"Spam King" Found Dead With Wife, Daughter

Computer screen with spam email and cash. Hand holding gun AP / CBS

A convicted spammer who escaped from prison, his wife and 3-year-old daughter were found slain outside a farm house Thursday east of Denver in an apparent murder-suicide.

U.S. Attorney Troy Eid said Edward "Eddie" Davidson, whom the authorities called the "Spam King," and the other two were found at the home in a rural part of Bennett, about 25 miles east of Denver. He said Davidson shot himself.

Eid said the woman and girl were also dead from gunshots.

Authorities had been searching for Davidson, 35, since Sunday, when he and his wife drove away from a minimum-security federal prison in Florence, 90 miles south of Denver.

Davidson was sentenced April 28 to 21 months in prison and ordered to pay $714,139 in restitution to the IRS after pleading guilty to falsifying header information to send spam e-mail, tax evasion and criminal forfeiture.

"What a nightmare, and such a coward," Eid said. "Davidson imposed the 'death penalty' on family members for his own crime."

Arapahoe County undersheriff Mark Campbell said deputies rushed to a home in a subdivision in Bennett after receiving reports of shots fired.

Deputies found Davidson, who appeared to be the gunman, on the driver's side of an SUV in the driveway, and a woman dead on the passenger side.

A girl was found dead in the back of the car, Campbell said. A 7- or 8-month-old boy was found in a car seat uninjured.

Campbell said a teenage girl who was shot in the neck ran to a neighbor's house for help and has been hospitalized. He said the girl had serious injuries, but was coherent and talking when taken to the hospital.

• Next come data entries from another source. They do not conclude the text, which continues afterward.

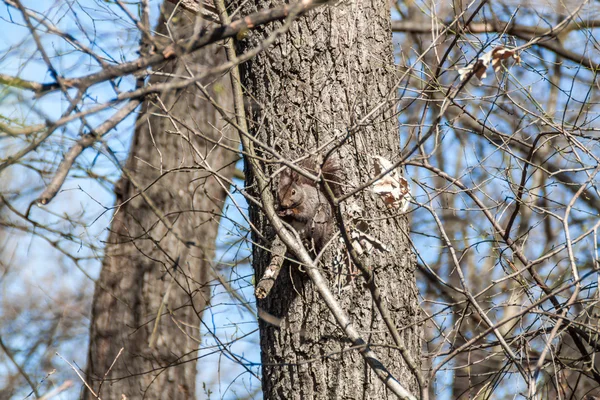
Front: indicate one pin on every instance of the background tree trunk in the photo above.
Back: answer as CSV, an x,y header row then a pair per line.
x,y
332,69
145,259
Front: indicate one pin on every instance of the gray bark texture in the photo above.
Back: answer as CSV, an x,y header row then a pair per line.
x,y
143,255
331,69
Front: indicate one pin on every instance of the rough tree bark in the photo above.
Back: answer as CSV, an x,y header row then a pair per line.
x,y
333,68
143,256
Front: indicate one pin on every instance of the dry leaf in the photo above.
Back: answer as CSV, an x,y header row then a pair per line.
x,y
393,188
494,57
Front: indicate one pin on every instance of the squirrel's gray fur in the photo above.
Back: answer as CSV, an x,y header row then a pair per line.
x,y
303,204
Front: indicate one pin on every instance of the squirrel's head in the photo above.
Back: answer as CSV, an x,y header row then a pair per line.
x,y
291,196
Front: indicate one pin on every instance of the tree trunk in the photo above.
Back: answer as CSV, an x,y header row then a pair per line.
x,y
330,70
161,242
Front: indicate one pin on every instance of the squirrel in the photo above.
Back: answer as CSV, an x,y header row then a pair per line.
x,y
303,204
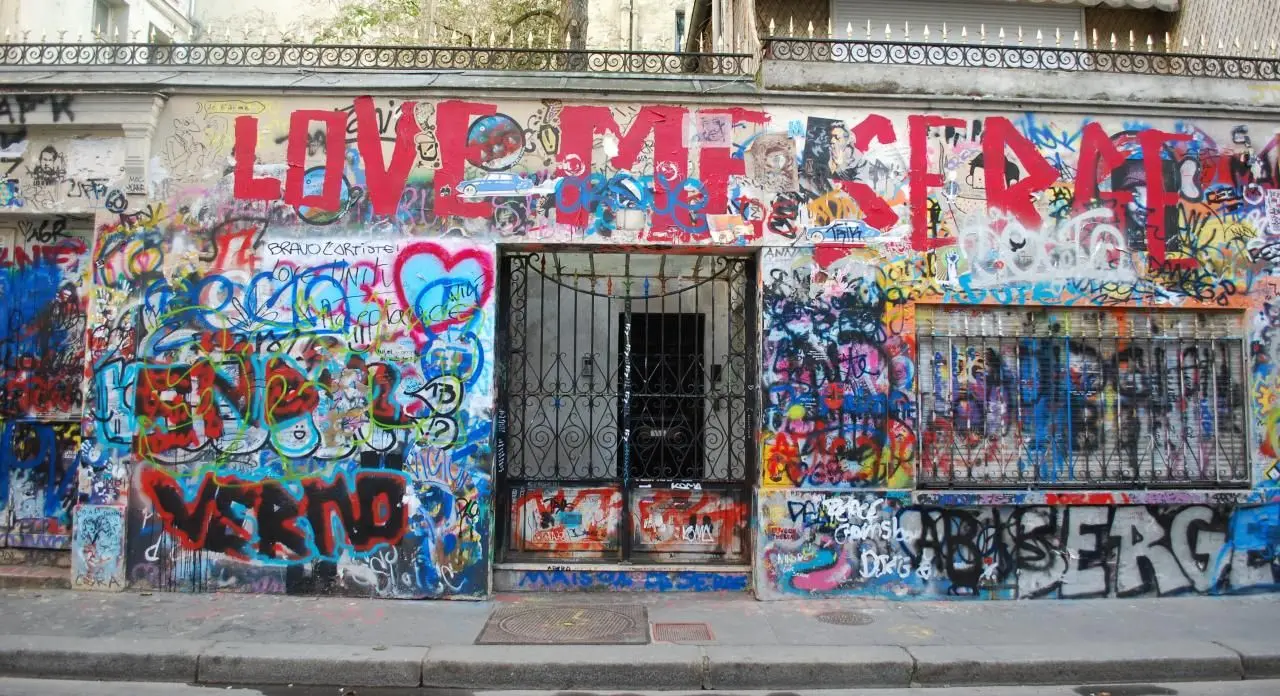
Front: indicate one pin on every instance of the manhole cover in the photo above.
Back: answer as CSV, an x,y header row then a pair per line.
x,y
522,624
845,618
681,632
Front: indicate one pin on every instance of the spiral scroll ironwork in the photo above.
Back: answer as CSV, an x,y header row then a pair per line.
x,y
1028,58
369,58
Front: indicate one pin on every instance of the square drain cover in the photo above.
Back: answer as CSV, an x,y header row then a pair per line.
x,y
566,624
682,632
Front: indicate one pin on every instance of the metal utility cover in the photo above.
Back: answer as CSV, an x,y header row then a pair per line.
x,y
566,624
845,618
682,632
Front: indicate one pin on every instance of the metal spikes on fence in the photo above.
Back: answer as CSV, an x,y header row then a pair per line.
x,y
1019,36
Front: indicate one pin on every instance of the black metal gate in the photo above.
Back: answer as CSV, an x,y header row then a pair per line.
x,y
626,412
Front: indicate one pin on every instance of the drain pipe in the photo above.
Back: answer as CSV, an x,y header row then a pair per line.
x,y
630,23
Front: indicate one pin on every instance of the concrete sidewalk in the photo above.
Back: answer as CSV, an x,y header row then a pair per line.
x,y
334,641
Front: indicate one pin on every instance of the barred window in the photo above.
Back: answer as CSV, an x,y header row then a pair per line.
x,y
1059,398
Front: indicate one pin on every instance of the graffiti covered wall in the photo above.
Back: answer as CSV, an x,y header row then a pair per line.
x,y
291,346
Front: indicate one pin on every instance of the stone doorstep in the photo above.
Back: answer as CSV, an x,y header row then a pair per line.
x,y
35,577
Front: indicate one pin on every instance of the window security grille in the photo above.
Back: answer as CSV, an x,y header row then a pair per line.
x,y
1060,398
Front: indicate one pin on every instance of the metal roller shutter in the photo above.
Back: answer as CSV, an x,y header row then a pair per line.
x,y
955,14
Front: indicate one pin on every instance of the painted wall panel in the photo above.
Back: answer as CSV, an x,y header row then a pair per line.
x,y
840,544
292,339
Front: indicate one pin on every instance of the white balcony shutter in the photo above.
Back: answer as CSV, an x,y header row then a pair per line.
x,y
955,14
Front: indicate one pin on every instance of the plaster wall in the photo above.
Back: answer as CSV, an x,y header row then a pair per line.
x,y
289,381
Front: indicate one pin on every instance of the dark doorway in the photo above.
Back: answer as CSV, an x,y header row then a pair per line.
x,y
626,406
663,399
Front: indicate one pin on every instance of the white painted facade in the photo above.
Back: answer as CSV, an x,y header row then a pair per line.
x,y
142,21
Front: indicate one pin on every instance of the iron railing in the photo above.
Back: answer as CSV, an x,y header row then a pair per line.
x,y
369,58
1061,398
1020,56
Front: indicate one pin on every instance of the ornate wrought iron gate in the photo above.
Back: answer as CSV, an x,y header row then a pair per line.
x,y
626,406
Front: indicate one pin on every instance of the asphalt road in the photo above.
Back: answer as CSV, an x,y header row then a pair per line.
x,y
53,687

Davidson's relationship to the teen and infant was unclear.

Campbell said they didn't live at the home, which sits on a 35-acre horse property in unincorporated Arapahoe County.

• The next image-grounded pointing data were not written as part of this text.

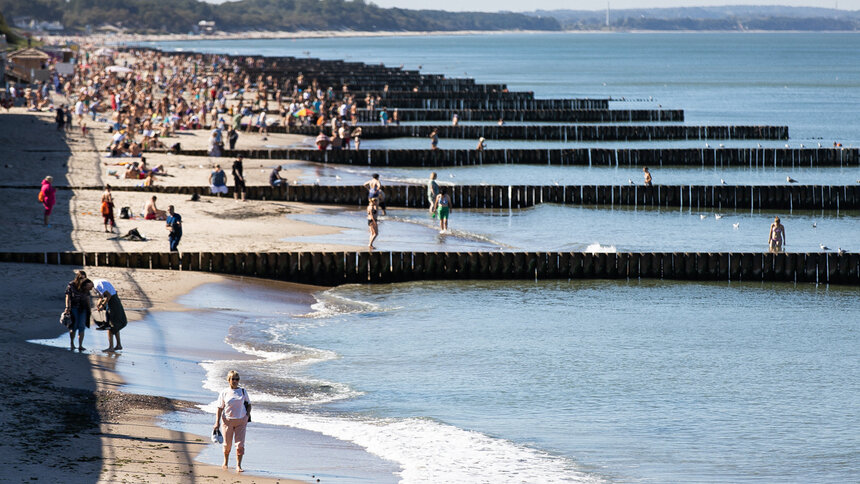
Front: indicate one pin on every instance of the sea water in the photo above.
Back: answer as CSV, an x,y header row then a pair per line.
x,y
567,381
587,381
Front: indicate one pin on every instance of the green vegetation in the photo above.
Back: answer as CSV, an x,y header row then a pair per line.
x,y
180,16
12,38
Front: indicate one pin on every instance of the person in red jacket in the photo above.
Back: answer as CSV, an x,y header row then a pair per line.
x,y
48,196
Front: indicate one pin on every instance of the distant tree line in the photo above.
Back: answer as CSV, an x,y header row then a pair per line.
x,y
180,16
728,23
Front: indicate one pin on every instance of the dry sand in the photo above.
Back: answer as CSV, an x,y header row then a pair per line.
x,y
69,423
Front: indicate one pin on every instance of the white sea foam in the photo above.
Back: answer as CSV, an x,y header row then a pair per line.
x,y
330,304
596,248
278,365
432,452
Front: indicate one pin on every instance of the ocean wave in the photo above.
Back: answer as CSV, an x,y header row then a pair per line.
x,y
430,452
273,369
330,304
597,248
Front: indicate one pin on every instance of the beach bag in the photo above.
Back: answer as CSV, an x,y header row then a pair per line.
x,y
66,319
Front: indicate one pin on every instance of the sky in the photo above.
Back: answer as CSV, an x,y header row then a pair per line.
x,y
531,5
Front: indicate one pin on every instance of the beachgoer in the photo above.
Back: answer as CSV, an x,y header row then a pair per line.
x,y
218,181
78,307
372,221
107,209
48,196
233,417
322,141
432,190
232,137
174,227
61,119
115,318
776,238
442,206
481,144
151,211
356,135
275,178
374,190
238,179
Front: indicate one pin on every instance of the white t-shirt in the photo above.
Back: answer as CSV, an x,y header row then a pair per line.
x,y
103,286
233,402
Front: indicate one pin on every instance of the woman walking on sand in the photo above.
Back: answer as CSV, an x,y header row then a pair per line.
x,y
48,196
78,307
233,415
107,209
372,221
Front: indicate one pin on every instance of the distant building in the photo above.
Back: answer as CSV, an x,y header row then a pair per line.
x,y
206,26
29,64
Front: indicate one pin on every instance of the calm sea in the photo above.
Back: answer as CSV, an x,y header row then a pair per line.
x,y
587,381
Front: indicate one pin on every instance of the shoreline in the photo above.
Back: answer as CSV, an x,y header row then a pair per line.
x,y
122,39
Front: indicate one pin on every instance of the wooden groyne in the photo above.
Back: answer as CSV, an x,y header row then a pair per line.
x,y
607,157
536,115
335,268
754,197
568,132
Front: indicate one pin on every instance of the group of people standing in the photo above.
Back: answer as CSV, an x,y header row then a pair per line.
x,y
78,310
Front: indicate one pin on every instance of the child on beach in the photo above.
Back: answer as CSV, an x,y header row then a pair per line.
x,y
78,307
47,195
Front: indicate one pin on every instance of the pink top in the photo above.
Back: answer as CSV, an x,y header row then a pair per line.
x,y
233,402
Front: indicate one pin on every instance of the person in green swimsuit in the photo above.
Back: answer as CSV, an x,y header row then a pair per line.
x,y
442,207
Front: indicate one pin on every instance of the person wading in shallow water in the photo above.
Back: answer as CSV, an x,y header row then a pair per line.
x,y
372,220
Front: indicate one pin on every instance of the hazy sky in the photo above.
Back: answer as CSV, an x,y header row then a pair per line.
x,y
529,5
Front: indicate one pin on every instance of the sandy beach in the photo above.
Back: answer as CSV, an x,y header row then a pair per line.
x,y
97,433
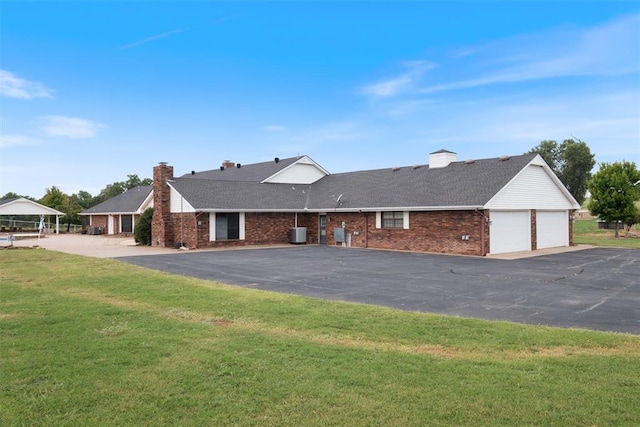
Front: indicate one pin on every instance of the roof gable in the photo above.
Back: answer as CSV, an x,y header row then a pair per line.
x,y
534,187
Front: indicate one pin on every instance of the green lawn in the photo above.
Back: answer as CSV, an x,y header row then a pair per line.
x,y
586,232
87,342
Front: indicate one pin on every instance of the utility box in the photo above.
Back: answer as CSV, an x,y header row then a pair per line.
x,y
298,235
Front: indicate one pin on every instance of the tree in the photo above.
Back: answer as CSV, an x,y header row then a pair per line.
x,y
55,198
571,161
614,190
119,187
142,232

Neighbors told authorities that Davidson used to live in the house, according to Denver media reports.

Eid said that after leaving the federal prison complex in an SUV on Sunday with his wife, Davidson drove to the Denver suburb of Lakewood, got a change of clothes, cash, and then left.

Prosecutors said that from 2002 to 2005, Davidson's business, Power Promoters, and his subcontractors would spam people's inboxes with e-mails promoting items like watches and perfume.

From 2005 through part of 2006, he sent thousands of e-mails from his home in Bennett, sometimes with false information, on behalf of a Houston company promoting a penny stock as an excellent investment, according to a plea agreement. His bank account deposits from 2003 to 2006 totaled $3.5 million, the plea agreement said.

Prosecutors said they also found about $380,000 that he had stashed in his girlfriend's bank account over three years, and purchases totaling $418,000 from a company that sells gold, platinum, palladium and silver coins.

Prosecutors did not identify the girlfriend in court documents.

When Davidson was sentenced, U.S. District Judge Marcia Krieger noted it was Davidson's first serious conviction, and that he was supporting three children, which documents did not identify. She noted Davidson had been diagnosed with attention deficit hyperactivity disorder. A condition of his sentence was that he undergo mental health counseling.

"He obviously has some unresolved issues with regard to his childhood and how he was raised that he believes impair his ability to make good decisions in the future," Krieger said during the sentencing hearing.

Michael Arvin, Davidson's attorney during his criminal trial, did not return a phone message left after business hours Thursday.

State Rep. Buffie McFadyen, D-Pueblo, a critic of federal staffing at the Florence prison complex, criticized the U.S. attorney's characterization of Davidson's escape as a "walkway" rather than an escape that posed a risk to the public.

"It's time for the U.S. Attorney's office and the Federal Bureau of Prisons to refer to those who escape from prison, whether minimum security camps or high security prisons, for what they are, escapees," McFadyen told The Gazette of Colorado Springs.

"Three separate federal agencies, the U.S. Marshals, FBI and IRS, were all hunting him," she said. "If he's no danger to the public why were three agencies after him?"